Poseł Gabriel Janowski po raz kolejny zamierza bronić spółki Polski Cukier. Twierdzi nawet, że może zorganizować strajk generalny. Według posła rząd, który zdecydował, że w skład spółki wejdzie 28, a nie 49 cukrowni, "pogwałcił wolę parlamentu". Dlatego Janowski zapowiada, że 20 czerwca pod Kancelarią Premiera zorganizuje manifestację cukrowników i plantatorów. Będą oni domagać się cofnięcia decyzji rządu.

Poseł Janowski dodał, że jeśli nie przyniesie to oczekiwanego skutku, zostanie zorganizowany strajk generalny. "Musimy przemówić głosem społeczeństwa doprowadzonego do ostateczności. To musi pęknąć, rewolucja musi ogarnąć wszystko, żeby zmienić ten stan rzeczy. To mówili do mnie ludzie, więcej powiem – ludzie: panie, które wydaje się są bardziej wrażliwe, które są bardziej wstrzemięźliwe w ocenach.
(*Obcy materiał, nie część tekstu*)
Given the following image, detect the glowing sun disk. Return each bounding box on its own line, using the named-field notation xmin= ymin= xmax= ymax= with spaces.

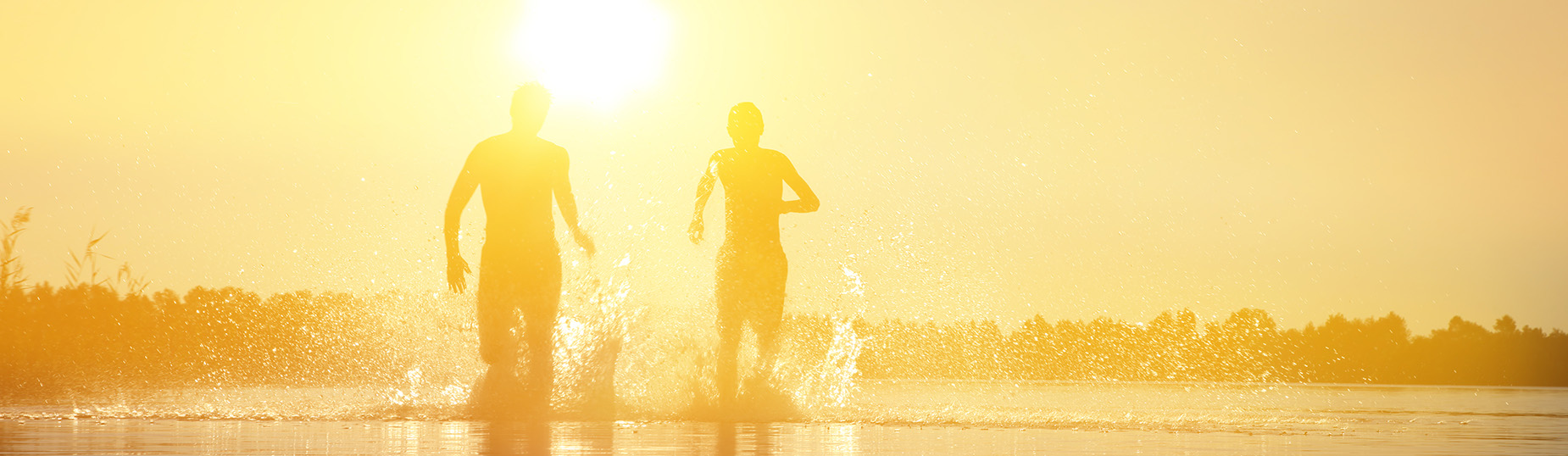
xmin=516 ymin=0 xmax=670 ymax=103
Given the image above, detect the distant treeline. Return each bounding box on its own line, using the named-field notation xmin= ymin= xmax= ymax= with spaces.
xmin=0 ymin=284 xmax=1568 ymax=397
xmin=789 ymin=309 xmax=1568 ymax=387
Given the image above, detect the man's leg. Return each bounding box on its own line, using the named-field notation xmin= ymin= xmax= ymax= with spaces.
xmin=476 ymin=260 xmax=518 ymax=381
xmin=522 ymin=254 xmax=561 ymax=414
xmin=747 ymin=251 xmax=789 ymax=382
xmin=714 ymin=300 xmax=745 ymax=408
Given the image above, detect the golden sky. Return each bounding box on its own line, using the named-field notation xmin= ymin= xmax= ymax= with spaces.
xmin=0 ymin=0 xmax=1568 ymax=332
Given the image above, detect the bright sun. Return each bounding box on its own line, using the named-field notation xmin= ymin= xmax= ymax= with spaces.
xmin=516 ymin=0 xmax=670 ymax=105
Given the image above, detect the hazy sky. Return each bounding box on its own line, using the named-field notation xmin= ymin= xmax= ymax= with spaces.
xmin=0 ymin=0 xmax=1568 ymax=332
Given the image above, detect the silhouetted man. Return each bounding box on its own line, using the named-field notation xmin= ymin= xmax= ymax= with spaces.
xmin=688 ymin=103 xmax=819 ymax=406
xmin=445 ymin=83 xmax=592 ymax=414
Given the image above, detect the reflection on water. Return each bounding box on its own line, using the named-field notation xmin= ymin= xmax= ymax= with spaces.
xmin=0 ymin=381 xmax=1568 ymax=454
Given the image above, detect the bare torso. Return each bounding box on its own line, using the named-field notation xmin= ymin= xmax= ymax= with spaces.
xmin=709 ymin=149 xmax=793 ymax=249
xmin=467 ymin=135 xmax=568 ymax=249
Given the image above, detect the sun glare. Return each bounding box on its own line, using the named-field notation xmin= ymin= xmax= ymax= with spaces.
xmin=516 ymin=0 xmax=670 ymax=107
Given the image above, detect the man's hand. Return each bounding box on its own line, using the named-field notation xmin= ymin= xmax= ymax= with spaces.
xmin=687 ymin=214 xmax=703 ymax=244
xmin=447 ymin=255 xmax=469 ymax=293
xmin=572 ymin=227 xmax=594 ymax=257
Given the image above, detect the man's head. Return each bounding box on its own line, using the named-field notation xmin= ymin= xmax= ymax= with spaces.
xmin=729 ymin=102 xmax=762 ymax=147
xmin=511 ymin=83 xmax=550 ymax=135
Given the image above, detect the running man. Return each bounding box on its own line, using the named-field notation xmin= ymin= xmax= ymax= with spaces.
xmin=445 ymin=83 xmax=594 ymax=414
xmin=688 ymin=103 xmax=819 ymax=406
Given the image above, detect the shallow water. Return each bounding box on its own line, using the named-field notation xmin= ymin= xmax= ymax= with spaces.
xmin=0 ymin=381 xmax=1568 ymax=454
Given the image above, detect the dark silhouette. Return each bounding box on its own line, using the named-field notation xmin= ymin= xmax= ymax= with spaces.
xmin=688 ymin=103 xmax=819 ymax=406
xmin=445 ymin=83 xmax=592 ymax=414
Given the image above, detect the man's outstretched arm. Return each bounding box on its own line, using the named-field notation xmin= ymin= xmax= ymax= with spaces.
xmin=441 ymin=150 xmax=480 ymax=293
xmin=779 ymin=158 xmax=821 ymax=213
xmin=687 ymin=153 xmax=718 ymax=244
xmin=553 ymin=152 xmax=594 ymax=257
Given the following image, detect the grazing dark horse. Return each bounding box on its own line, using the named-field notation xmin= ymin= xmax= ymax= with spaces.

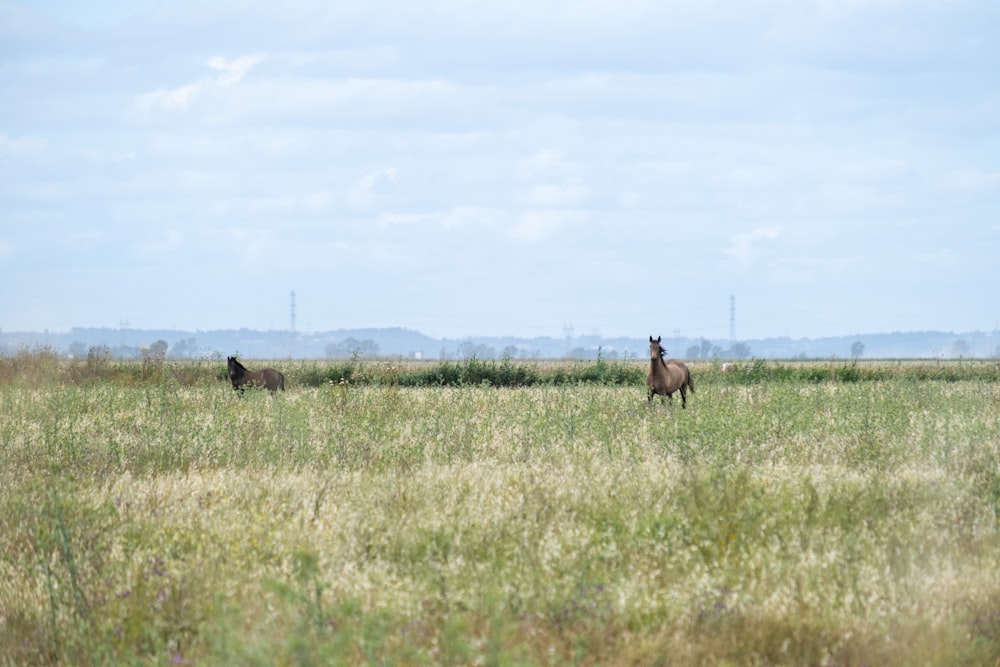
xmin=226 ymin=357 xmax=285 ymax=394
xmin=646 ymin=336 xmax=694 ymax=408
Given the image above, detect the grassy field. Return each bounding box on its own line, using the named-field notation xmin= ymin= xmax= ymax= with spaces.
xmin=0 ymin=352 xmax=1000 ymax=665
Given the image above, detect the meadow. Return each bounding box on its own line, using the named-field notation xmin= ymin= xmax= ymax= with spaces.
xmin=0 ymin=350 xmax=1000 ymax=666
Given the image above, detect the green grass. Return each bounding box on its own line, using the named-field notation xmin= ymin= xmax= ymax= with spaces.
xmin=0 ymin=353 xmax=1000 ymax=665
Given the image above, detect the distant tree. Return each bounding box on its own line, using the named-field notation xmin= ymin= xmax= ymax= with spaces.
xmin=149 ymin=340 xmax=169 ymax=359
xmin=458 ymin=339 xmax=497 ymax=359
xmin=730 ymin=343 xmax=750 ymax=359
xmin=170 ymin=338 xmax=198 ymax=359
xmin=326 ymin=337 xmax=378 ymax=358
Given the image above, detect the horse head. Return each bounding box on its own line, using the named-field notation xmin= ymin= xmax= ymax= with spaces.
xmin=649 ymin=336 xmax=667 ymax=360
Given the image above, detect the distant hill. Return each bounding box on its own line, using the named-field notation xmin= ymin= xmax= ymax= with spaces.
xmin=0 ymin=327 xmax=1000 ymax=359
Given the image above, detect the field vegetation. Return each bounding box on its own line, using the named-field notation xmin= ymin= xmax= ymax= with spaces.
xmin=0 ymin=350 xmax=1000 ymax=666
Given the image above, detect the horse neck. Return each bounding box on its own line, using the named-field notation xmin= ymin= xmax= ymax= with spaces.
xmin=649 ymin=356 xmax=667 ymax=373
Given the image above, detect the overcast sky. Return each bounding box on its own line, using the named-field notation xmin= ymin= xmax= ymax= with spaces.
xmin=0 ymin=0 xmax=1000 ymax=339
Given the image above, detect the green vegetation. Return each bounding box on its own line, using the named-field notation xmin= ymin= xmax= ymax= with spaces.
xmin=0 ymin=350 xmax=1000 ymax=665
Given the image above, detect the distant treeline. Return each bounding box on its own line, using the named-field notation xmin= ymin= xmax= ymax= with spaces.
xmin=0 ymin=349 xmax=1000 ymax=389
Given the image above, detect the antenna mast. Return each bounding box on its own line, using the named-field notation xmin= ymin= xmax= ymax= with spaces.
xmin=729 ymin=294 xmax=736 ymax=350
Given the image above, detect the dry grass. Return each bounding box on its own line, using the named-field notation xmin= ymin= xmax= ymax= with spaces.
xmin=0 ymin=360 xmax=1000 ymax=665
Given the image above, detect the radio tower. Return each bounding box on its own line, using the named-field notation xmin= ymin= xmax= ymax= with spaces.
xmin=729 ymin=294 xmax=736 ymax=350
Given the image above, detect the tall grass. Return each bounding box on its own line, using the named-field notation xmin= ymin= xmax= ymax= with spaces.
xmin=0 ymin=356 xmax=1000 ymax=665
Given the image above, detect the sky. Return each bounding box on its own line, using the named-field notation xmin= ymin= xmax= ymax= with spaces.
xmin=0 ymin=0 xmax=1000 ymax=340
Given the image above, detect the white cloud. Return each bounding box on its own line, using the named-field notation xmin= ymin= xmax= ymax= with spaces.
xmin=517 ymin=182 xmax=587 ymax=208
xmin=128 ymin=55 xmax=264 ymax=120
xmin=208 ymin=54 xmax=264 ymax=86
xmin=348 ymin=167 xmax=399 ymax=208
xmin=723 ymin=227 xmax=783 ymax=267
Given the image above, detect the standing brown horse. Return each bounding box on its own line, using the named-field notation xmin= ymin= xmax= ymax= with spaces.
xmin=646 ymin=336 xmax=694 ymax=408
xmin=226 ymin=357 xmax=285 ymax=394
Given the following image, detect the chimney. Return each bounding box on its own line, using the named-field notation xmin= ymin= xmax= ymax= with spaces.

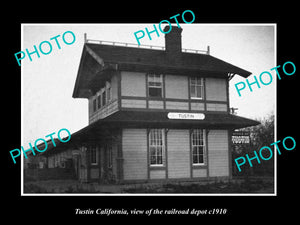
xmin=164 ymin=26 xmax=182 ymax=62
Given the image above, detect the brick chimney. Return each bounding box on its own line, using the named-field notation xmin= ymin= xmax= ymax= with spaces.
xmin=164 ymin=26 xmax=182 ymax=62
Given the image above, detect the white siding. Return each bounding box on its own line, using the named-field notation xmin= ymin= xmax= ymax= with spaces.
xmin=167 ymin=130 xmax=190 ymax=178
xmin=208 ymin=130 xmax=229 ymax=177
xmin=122 ymin=99 xmax=146 ymax=108
xmin=166 ymin=101 xmax=189 ymax=110
xmin=205 ymin=78 xmax=227 ymax=101
xmin=191 ymin=102 xmax=204 ymax=111
xmin=206 ymin=103 xmax=227 ymax=112
xmin=193 ymin=169 xmax=207 ymax=178
xmin=122 ymin=129 xmax=147 ymax=180
xmin=148 ymin=101 xmax=164 ymax=109
xmin=165 ymin=75 xmax=188 ymax=99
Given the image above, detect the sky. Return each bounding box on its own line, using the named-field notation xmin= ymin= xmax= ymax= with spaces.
xmin=21 ymin=23 xmax=277 ymax=147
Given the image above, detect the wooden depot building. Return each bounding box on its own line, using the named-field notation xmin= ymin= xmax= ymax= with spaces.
xmin=37 ymin=27 xmax=258 ymax=183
Jeżeli to mówią kobiety, to znaczy, że społeczeństwo jest doprowadzone do granicy wytrzymałości” – uważa Janowski. Poseł dodał, że oświadczenie z protestem przeciw decyzji rządu podpisali m.in. posłowie Elżbieta Barys i Marian Dembiński oraz szef Solidarności RI Roman Wierzbicki i szef sekcji pracowników cukrownictwa NSZZ "Solidarność" Stanisław Lubaś.

Rząd podjął decyzję, że spółka Polski Cukier zostanie utworzona tylko z 28, a nie ze wszystkich 49 państwowych cukrowni. To co oburzyło posła Janowskiego, cieszy cukrowników z grupy kalisko-konińskiej. 30 pracowników zawiesiło trwający od miesiąca protest.